Discrete Choice Models

This document is about estimating a model when response/dependent variable is binary.Variables on the right hand side can be of any nature (nominal, ordinal, interval or ratio). I am not discussing here theoretical aspects but only Applied aspect with a focus on interpretation of coefficients of Logit/Probit models.
Such models are in wide use in all disciplines. Whether an email one receives is a spam or not, whether you are food secure or not, one is suffering from hypertention or not, you will be denied loan or not etc. Therefore, it is important to understand models which deals with data having binary outcome.

OLS or linear probability model has three issues while estimating the model with binary outcome
i) Probability of outcome may be negative or greater than zero ii) Non-linearity of model in terms of parameters (recall interaction effect model where nonlinearity was an issue with respect to variables only interaction) iii) Residuals may be hetroscedastic video

Instead of using OLS , Logit/Probit models are estimated using Maximum Likelihood Estimation (MLE) procedure to estimate the parameters of the model.

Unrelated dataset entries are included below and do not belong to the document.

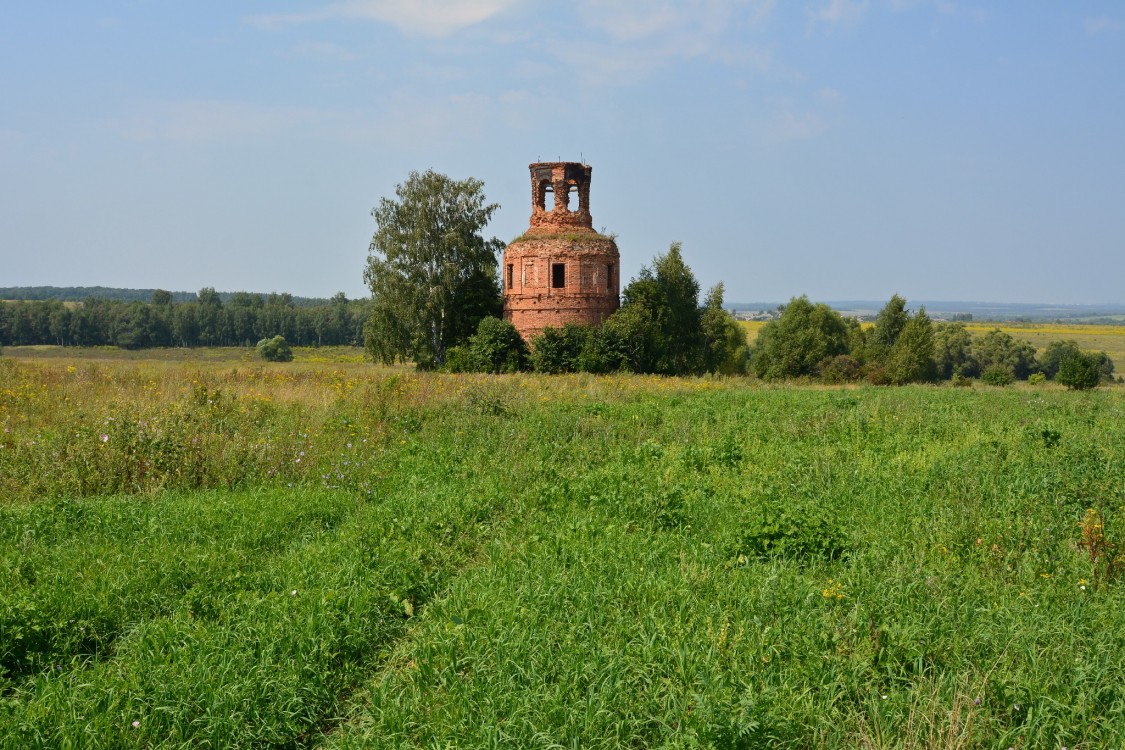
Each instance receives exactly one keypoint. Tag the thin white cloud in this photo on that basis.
(325, 51)
(208, 120)
(838, 12)
(629, 20)
(402, 120)
(645, 37)
(786, 126)
(420, 17)
(1104, 25)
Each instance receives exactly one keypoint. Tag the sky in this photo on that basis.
(840, 148)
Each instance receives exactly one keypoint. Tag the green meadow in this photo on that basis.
(218, 553)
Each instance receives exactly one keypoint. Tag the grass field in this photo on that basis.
(224, 553)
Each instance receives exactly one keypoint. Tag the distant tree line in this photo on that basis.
(812, 341)
(124, 295)
(242, 319)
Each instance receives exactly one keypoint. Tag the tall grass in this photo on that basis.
(528, 561)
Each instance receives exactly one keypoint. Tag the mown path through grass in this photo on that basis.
(432, 561)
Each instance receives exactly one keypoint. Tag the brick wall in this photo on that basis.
(560, 270)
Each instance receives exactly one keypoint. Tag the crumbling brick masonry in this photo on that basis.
(560, 270)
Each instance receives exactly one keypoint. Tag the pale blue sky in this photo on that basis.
(842, 148)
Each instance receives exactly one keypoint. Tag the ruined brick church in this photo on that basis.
(560, 270)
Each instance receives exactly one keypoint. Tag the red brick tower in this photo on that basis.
(559, 270)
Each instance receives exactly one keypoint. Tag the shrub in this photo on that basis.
(462, 359)
(1079, 371)
(797, 532)
(603, 352)
(801, 339)
(840, 369)
(275, 350)
(997, 348)
(997, 375)
(497, 346)
(876, 375)
(1053, 355)
(557, 350)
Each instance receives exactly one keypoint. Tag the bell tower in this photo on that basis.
(560, 270)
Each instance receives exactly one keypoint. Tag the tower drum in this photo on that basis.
(560, 270)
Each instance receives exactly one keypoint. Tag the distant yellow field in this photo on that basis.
(1108, 339)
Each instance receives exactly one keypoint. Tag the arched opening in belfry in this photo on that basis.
(573, 199)
(558, 276)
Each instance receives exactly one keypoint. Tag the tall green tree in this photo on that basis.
(668, 294)
(890, 323)
(725, 349)
(953, 351)
(1000, 349)
(911, 358)
(795, 343)
(431, 271)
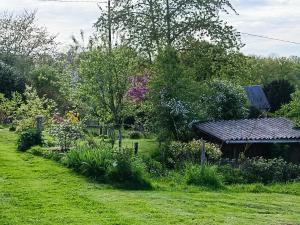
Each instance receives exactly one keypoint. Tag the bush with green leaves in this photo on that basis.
(292, 109)
(128, 170)
(21, 111)
(279, 93)
(46, 153)
(135, 135)
(90, 161)
(260, 170)
(223, 100)
(176, 154)
(10, 80)
(29, 138)
(108, 165)
(66, 133)
(232, 175)
(206, 176)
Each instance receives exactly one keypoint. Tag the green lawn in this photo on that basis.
(38, 191)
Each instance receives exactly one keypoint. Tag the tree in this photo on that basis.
(292, 109)
(150, 25)
(279, 93)
(224, 101)
(202, 60)
(20, 36)
(52, 82)
(10, 80)
(172, 95)
(106, 78)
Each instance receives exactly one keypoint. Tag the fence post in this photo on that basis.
(203, 153)
(136, 148)
(39, 123)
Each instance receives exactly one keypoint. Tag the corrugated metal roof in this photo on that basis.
(251, 130)
(257, 97)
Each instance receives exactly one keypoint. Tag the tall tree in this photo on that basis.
(150, 25)
(20, 36)
(105, 78)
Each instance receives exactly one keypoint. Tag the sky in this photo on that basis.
(272, 18)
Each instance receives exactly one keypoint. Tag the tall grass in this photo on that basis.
(103, 163)
(206, 176)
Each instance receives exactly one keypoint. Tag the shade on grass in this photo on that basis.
(38, 191)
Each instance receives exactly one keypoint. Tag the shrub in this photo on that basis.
(279, 93)
(155, 168)
(46, 153)
(176, 154)
(29, 138)
(135, 135)
(203, 176)
(224, 101)
(66, 132)
(270, 170)
(232, 175)
(92, 162)
(105, 164)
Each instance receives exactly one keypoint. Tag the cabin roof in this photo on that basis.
(265, 130)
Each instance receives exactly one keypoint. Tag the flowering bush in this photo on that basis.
(66, 130)
(139, 88)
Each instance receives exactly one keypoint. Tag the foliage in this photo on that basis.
(10, 80)
(107, 165)
(66, 130)
(203, 61)
(270, 170)
(33, 181)
(279, 93)
(292, 109)
(22, 37)
(264, 70)
(105, 75)
(169, 98)
(224, 101)
(46, 153)
(154, 167)
(151, 25)
(203, 176)
(176, 154)
(52, 82)
(135, 135)
(9, 108)
(32, 106)
(128, 170)
(29, 138)
(139, 87)
(93, 162)
(231, 175)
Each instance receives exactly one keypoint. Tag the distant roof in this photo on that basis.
(265, 130)
(257, 97)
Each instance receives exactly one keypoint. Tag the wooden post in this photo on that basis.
(203, 153)
(39, 123)
(136, 148)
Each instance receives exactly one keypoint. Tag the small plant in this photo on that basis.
(29, 138)
(66, 131)
(203, 176)
(135, 135)
(105, 164)
(260, 170)
(232, 175)
(176, 154)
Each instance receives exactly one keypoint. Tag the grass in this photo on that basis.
(34, 190)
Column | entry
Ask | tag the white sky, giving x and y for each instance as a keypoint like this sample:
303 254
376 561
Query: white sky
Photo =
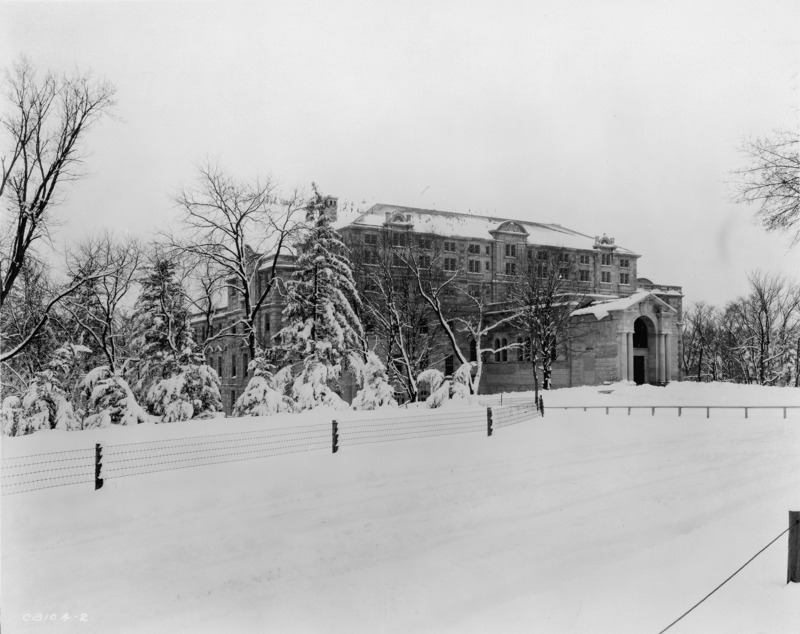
606 117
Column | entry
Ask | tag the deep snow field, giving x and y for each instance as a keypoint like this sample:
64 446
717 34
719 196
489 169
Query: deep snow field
575 522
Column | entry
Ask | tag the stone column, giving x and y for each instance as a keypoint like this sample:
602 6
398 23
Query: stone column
629 337
622 355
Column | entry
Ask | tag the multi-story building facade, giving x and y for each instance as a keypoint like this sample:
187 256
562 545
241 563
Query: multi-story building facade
629 326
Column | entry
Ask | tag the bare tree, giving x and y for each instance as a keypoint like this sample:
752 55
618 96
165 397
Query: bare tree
97 308
244 230
396 319
772 181
48 118
763 329
699 338
543 298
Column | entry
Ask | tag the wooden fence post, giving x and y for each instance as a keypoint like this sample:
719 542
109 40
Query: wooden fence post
793 570
98 466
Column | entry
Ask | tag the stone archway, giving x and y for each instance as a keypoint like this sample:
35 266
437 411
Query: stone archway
644 351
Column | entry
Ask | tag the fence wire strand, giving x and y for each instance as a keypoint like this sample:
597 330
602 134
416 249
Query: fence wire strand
729 578
21 474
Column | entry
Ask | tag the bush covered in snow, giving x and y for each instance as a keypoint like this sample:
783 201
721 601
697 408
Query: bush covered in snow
443 391
13 423
310 388
192 393
371 378
110 400
45 405
266 392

Difference between Logit and Probit model

There is underlying difference between the two is that Logit model use Logistic distribution while Probit model underlying probability distributionis normal (Gaussian). Calculating cummulative distributive function using normal distribution was more complicated than that of logistic distribution before modern computer became avaiable. Therefore, Logistic distribution was a preferred choice. With the availability of modern computing facilities, calculating the cummulative distribution function for normal distribution has also become a trivial issue. Both Logit and Probit models produce very similar results and in practice there is hardly any difference in empirical results between the two. Choice between the two is a matter of taste. My objective of this post is to use these models and interpreting the coefficients instead of going through their theoretical underpinings.

\[\begin{equation} y=1\;\; \text {if an individual chooses to buy a car}\\ y=0\;\; \text {if an individual chooses not to buy} \label{eq:binaryydef16} \end{equation}\]

\(E(y)\) is the probability that the response variable takes the value of \(1\); therefore, a predicted value of \(y\) is a prediction for the probability that \(y=1\).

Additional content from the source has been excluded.